Trams on the run

Trams could run without overhead contact lines and emit significantly less CO2 using a new hybrid energy-storage system.

Siemens, the developer of the Sitras HES hybrid energy-storage system, claims trams equipped with these systems consume up to 30 per cent less energy per year and produce up to 80 metric tons fewer CO2 emissions than vehicles without them.

According to Michael Meinert, the development manager at Siemens responsible for the new system, trams with hybrid energy-storage systems can operate without an overhead contact line over distances of up to 2,500m. This, he claims, enhances the appearance of the urban landscape and is environmentally friendly.

The Sitras HES hybrid energy-storage system consists of two energy-storing components, a double-layer capacitor and nickel-metal hydride battery.

The system is mounted on the roof of a tram and electrically connected to the feed-in point of the vehicle with a DC/DC-chopper, which converts one source of direct current (DC) from one voltage level to another.

The system works similar to most hybrid systems, where energy-storage units charge up during braking. In many hybrid cars, the kinetic energy during braking is transformed into electricity by a generator and then stored by a battery for later use.

By recovering the surplus energy generated during braking, Siemens estimates a tram equipped with the Sitras HES can reduce energy demand by up to 30 per cent under optimum operating conditions.
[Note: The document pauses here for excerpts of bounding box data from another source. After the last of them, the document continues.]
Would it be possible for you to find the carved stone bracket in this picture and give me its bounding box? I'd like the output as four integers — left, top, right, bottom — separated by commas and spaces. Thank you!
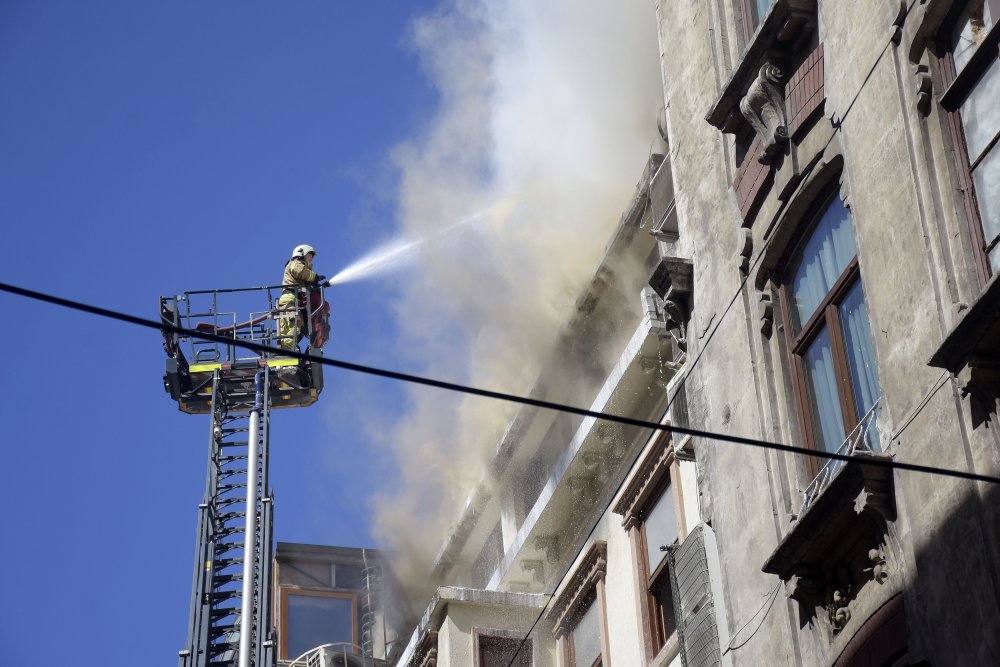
740, 61, 788, 164
915, 63, 934, 118
649, 257, 694, 351
757, 292, 774, 338
762, 455, 896, 635
736, 227, 753, 273
546, 542, 608, 639
826, 591, 851, 634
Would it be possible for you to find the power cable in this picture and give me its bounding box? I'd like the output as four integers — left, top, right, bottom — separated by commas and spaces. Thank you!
0, 283, 1000, 484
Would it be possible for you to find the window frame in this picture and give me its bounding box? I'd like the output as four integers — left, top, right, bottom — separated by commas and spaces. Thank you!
778, 192, 874, 477
737, 0, 777, 44
613, 422, 690, 664
547, 540, 611, 667
937, 0, 1000, 286
472, 628, 536, 667
636, 480, 682, 657
560, 587, 606, 667
278, 586, 359, 660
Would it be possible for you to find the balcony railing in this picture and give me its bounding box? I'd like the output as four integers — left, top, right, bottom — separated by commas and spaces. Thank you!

Siemens suggested the energy-storage units could also be recharged on routes with overhead contact lines or stationary charging stations at stops.

The company also claimed that this system could make line voltage more stable, because the voltage drop along the overhead contact lines would be reduced — especially during peak hours. The operators of routes without any overhead contact lines would also be likely to save money in respect of electrification costs.
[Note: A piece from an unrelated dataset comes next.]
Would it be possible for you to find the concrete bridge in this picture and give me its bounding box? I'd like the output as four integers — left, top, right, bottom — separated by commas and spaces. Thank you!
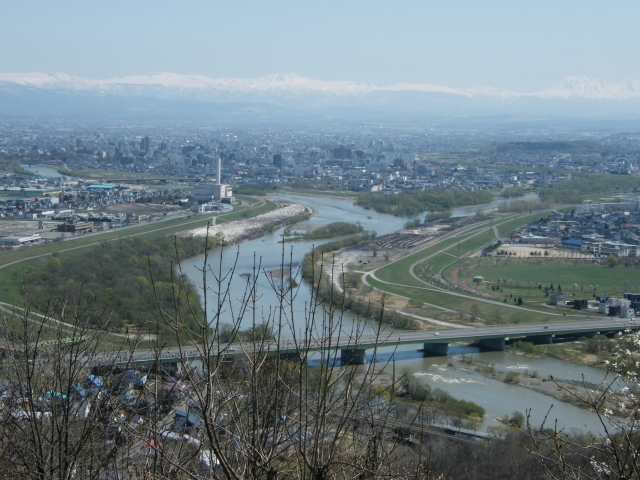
90, 317, 640, 368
Siemens added that the hybrid energy-storage system could make designing tram transport systems easier. Built structures such as tunnels, under bridges, system changeover points and major intersections can complicate overhead contact-line installation.

The Sitras HES can be directly integrated into new vehicles or retrofitted into existing ones without affecting tramway infrastructure.

Siemens’ hybrid energy-storage system has already been tested out on a tram belonging to the Portuguese company Metro Transportes do Sul. The tram, which operates between the cities of Almada and Seixal, has been running since November 2008.

The system has also been certified according to BoStrab (German Construction and Operating Code for Tramways) for use in the public transport system.